Two million. This is the dizzying number of soldiers who participated in the Battle of Verdun, the devastating battles that the French and Germans fought during the First World War. The exhibition “ Fates of Verdun », open since May 24 at the Verdun Memorial, aims to explore the lives of some of them, often little-known, through a series of portraits. Twenty of these destinies were selected by the two curators of the exhibition, Florence Guionneau-Joie and Nicolas Czubak. French or German, women or men, elevator operator or doctor: they form a kaleidoscope of the society of the time.
The building which houses the exhibition is located on the front of the Battle of Verdun, transformed a few years after the war of 14-18 into a memorial forest. Beneath the trees, the ground is still littered with bones, inactive shells and gas masks. Here more than 300,000 lives were lost, 400,000 men were injured and thousands of souls were left haunted by the memory of “ the hell of Verdun ». While military advances have been minimal.

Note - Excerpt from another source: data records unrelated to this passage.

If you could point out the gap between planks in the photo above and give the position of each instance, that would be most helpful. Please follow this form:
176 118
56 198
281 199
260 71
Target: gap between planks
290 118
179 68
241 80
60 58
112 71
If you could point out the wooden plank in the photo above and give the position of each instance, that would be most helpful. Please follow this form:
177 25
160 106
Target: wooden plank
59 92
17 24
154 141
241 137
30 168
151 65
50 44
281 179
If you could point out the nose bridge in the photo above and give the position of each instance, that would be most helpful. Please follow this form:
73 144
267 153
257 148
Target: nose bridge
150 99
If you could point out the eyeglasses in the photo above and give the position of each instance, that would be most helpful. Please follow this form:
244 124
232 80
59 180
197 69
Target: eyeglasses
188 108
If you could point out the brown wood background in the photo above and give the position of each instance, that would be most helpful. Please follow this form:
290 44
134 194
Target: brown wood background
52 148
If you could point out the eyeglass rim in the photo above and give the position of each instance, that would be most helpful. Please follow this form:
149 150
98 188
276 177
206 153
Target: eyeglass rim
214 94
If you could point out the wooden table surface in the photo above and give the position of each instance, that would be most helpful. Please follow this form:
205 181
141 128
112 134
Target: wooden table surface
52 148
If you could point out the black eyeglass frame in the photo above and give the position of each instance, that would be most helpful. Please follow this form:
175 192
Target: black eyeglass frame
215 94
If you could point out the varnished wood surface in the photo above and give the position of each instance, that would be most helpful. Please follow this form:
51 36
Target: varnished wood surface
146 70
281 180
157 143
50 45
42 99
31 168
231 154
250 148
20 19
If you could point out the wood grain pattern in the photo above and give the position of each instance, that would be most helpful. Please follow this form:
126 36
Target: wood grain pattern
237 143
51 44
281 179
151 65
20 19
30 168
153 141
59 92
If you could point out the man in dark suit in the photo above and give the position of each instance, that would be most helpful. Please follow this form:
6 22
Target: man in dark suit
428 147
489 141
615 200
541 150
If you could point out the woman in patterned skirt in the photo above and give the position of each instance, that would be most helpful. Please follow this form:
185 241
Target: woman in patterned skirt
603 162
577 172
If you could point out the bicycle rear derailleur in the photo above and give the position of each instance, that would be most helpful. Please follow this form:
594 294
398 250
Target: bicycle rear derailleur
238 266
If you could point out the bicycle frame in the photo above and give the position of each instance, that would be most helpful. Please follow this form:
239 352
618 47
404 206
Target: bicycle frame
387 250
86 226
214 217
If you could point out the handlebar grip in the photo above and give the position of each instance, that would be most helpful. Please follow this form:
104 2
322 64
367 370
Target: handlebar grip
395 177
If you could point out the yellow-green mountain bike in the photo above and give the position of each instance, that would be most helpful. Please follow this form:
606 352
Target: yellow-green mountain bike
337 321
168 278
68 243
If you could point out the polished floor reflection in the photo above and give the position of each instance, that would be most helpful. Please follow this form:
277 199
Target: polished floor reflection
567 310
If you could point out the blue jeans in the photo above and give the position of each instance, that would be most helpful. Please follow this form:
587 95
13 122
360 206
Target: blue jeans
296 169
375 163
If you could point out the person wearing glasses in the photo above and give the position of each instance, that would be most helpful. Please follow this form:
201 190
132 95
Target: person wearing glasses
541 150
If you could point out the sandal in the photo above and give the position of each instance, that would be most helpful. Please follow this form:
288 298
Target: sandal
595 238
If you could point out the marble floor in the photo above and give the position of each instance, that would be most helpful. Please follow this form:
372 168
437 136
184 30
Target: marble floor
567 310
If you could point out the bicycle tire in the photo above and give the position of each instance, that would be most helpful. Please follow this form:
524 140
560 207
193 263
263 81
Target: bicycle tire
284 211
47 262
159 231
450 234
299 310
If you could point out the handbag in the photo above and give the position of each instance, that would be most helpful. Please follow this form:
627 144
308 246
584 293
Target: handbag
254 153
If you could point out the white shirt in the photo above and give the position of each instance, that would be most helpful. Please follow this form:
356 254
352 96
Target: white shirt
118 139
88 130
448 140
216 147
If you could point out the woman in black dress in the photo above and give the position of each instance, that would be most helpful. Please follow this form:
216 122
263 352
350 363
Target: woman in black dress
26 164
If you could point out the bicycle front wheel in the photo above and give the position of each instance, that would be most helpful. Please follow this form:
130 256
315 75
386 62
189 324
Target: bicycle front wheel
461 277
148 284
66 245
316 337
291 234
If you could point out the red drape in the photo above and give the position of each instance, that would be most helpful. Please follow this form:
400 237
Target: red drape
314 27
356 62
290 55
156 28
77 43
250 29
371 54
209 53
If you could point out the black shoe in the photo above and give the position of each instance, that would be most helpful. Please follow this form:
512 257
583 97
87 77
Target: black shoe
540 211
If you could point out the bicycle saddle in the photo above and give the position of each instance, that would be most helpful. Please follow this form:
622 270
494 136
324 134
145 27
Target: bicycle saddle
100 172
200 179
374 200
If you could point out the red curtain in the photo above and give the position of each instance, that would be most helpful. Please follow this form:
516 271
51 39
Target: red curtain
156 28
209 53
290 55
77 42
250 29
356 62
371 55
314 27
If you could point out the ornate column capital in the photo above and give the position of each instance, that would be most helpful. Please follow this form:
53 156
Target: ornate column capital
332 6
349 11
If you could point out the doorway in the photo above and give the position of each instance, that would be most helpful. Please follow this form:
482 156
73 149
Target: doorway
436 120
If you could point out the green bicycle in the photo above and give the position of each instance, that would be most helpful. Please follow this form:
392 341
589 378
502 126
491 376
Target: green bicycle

This museum was erected to honor the memory of these men, whom the poilus sought to keep alive after the end of the Second World War, when the memory of the “der des ders” began to fade. Mobilized on the front in 1914, the writer Maurice Genevoix was the voice of these veterans keen to p on their story. Known for his stories of the Great War, grouped in Those of 14 (Flammarion, 1949, last reissue in 2013), he chairs the National Committee for the Remembrance of Verdun, which works to create the Verdun Memorial. Inaugurated in 1967, the building carries a unifying vision of the memory of Verdun, freed from its patriotic component. The handshake between President François Mitterrand and German Chancellor Helmut Kohl, on September 22, 1984, in front of the Douaumont ossuary, became the symbol of this Franco-German reconciliation.
Educational and immersive device
Thirty-two years later, François Hollande and Angela Merkel continued this gesture, by jointly commemorating the centenary of the battle, on May 29, 2016. For the occasion, the memorial had a makeover: the building had been renovated and enlarged after three years of work. The establishment also had a scientific committee, led by the historian Antoine Prost, which modernized the museum and made it possible to tell the story of the Battle of Verdun in situ, through an educational and sometimes immersive system.
You have 65% of this article left to read. The rest is reserved for subscribers.